Data fields in Retraction Watch (RW) data set:
- subject: subject seems not easily usable; may need a subject classification API
- institution: this piece of data might not be present in CrossRef, so we can take it from the RW data set. We need to match it again ROR API to get the institution's main ROR ID.
- journal and publisher: we should not rely on RW data for this but the from CrossRef.
- country: we ignore this piece of information as we will infer it from the institution's ROR record.
- author: we can take from CrossRef data set.
- urls: needs preprocessing as may contain multiple URLs. Contains URL to Retraction Watch blog if any.
- articletype: this is the type of the article, which is any of:
['Clinical Study', 'Supplementary Materials', 'Auto/Biography', 'Interview/Q&A', 'Expression of Concern', 'Book Chapter/Reference Work', 'Case Report', 'Trade Magazines', 'Conference Abstract/Paper', 'Correction/Erratum/Corrigendum', 'Dissertation/Thesis', 'Preprint', 'Meta-Analysis', 'Commentary/Editorial', 'Research Article', 'Review Article', 'Article in Press', 'Other', 'Legal Case/Analysis', 'Retraction Notice', 'Technical Report/White Paper', 'Guideline', 'Government Publication', 'Letter', 'Retracted Article', 'Revision']We will use this to filter out the articles we are interested in. - retractiondate: we keep this info; we need to check if any cited-by publication is published after this date. Key data point.

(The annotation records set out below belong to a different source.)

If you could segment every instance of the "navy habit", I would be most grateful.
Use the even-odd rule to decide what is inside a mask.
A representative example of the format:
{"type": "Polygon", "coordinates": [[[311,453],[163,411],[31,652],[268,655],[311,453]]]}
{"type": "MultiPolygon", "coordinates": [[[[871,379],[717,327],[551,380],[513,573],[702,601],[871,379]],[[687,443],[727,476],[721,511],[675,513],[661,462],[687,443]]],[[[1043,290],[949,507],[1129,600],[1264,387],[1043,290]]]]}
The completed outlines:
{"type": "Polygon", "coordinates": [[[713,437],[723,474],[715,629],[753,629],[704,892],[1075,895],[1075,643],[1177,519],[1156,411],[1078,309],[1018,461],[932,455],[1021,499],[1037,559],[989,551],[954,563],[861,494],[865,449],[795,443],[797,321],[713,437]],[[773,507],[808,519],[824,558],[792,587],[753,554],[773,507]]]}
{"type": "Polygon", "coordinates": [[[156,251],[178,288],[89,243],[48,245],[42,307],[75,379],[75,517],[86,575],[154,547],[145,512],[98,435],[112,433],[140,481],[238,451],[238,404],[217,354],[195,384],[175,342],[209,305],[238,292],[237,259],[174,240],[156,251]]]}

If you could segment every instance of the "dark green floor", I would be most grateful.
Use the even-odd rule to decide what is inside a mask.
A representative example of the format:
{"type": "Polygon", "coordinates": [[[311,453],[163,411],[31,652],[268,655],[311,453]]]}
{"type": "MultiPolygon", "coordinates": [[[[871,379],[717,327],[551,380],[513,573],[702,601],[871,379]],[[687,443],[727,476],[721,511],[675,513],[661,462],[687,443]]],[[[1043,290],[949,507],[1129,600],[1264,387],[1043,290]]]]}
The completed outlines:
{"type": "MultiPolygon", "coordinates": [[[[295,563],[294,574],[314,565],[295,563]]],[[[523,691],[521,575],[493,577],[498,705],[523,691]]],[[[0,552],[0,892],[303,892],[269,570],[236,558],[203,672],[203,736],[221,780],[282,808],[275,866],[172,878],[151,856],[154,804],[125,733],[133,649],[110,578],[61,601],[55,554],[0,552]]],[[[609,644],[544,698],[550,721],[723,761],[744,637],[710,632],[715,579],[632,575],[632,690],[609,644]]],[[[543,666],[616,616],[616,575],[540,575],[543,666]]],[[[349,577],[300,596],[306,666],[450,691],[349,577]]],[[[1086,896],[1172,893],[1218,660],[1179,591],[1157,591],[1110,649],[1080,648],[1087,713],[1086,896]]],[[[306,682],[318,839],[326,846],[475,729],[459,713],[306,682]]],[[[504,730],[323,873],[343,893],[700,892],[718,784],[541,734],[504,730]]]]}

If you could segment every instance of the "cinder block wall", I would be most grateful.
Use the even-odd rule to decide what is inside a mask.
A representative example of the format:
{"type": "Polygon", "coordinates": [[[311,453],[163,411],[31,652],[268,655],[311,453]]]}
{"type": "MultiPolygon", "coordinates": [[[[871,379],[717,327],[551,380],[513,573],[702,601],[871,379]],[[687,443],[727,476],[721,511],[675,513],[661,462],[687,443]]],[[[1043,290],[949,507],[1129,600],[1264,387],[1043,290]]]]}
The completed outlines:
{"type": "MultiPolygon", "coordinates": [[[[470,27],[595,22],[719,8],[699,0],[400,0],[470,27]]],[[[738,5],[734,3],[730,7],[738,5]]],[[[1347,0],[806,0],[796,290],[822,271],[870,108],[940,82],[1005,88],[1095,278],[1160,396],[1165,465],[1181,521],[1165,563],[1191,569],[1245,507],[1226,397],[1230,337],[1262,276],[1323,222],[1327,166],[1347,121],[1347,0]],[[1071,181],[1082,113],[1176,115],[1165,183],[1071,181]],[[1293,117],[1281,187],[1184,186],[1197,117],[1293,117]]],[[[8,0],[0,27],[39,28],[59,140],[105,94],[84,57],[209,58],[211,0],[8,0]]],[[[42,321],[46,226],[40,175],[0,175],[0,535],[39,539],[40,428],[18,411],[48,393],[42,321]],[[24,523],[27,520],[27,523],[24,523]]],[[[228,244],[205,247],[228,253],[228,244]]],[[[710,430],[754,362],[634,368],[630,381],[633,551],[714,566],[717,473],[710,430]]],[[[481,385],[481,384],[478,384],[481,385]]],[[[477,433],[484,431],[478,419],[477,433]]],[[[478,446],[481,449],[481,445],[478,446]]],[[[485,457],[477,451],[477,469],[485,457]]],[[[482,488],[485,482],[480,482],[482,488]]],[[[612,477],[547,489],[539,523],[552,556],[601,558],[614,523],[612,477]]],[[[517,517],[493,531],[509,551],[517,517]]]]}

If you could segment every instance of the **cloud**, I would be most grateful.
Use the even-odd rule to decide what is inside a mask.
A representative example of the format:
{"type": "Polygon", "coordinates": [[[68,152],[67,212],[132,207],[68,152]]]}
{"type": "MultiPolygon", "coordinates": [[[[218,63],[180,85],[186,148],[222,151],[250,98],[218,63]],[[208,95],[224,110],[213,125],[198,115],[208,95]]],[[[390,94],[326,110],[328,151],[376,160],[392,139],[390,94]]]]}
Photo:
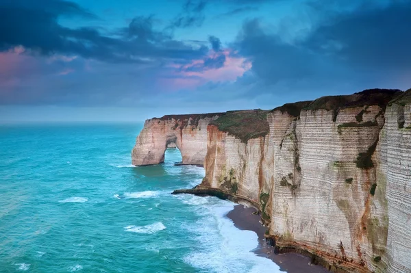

- retractiondoi: this is the DOI of the RETRACTION NOTICE.
- originalpaperdoi: this is the DOI of the articles that has been RETRACTED. Key data point.
- retractionnature: type of the retraction, which is any of:
['Retraction' 'Correction' 'Expression of concern' 'Reinstatement']
Data fileds of interest from the ROR dataset:
- ror_id: this is the ROR ID of the institution.
- name: this is the name of the institution.
- country: this is the country of the institution.
- region: this is the country subzone of the institution.
Data fields of interest from the CrossRef dataset:
- doi: this is the DOI of the article.
- container: this is the title of the journal / conference / book series.
- publisher: this is the publisher of the journal / conference / book series.
- type: the publication type (journal-article, preprint, book-chapter, etc.)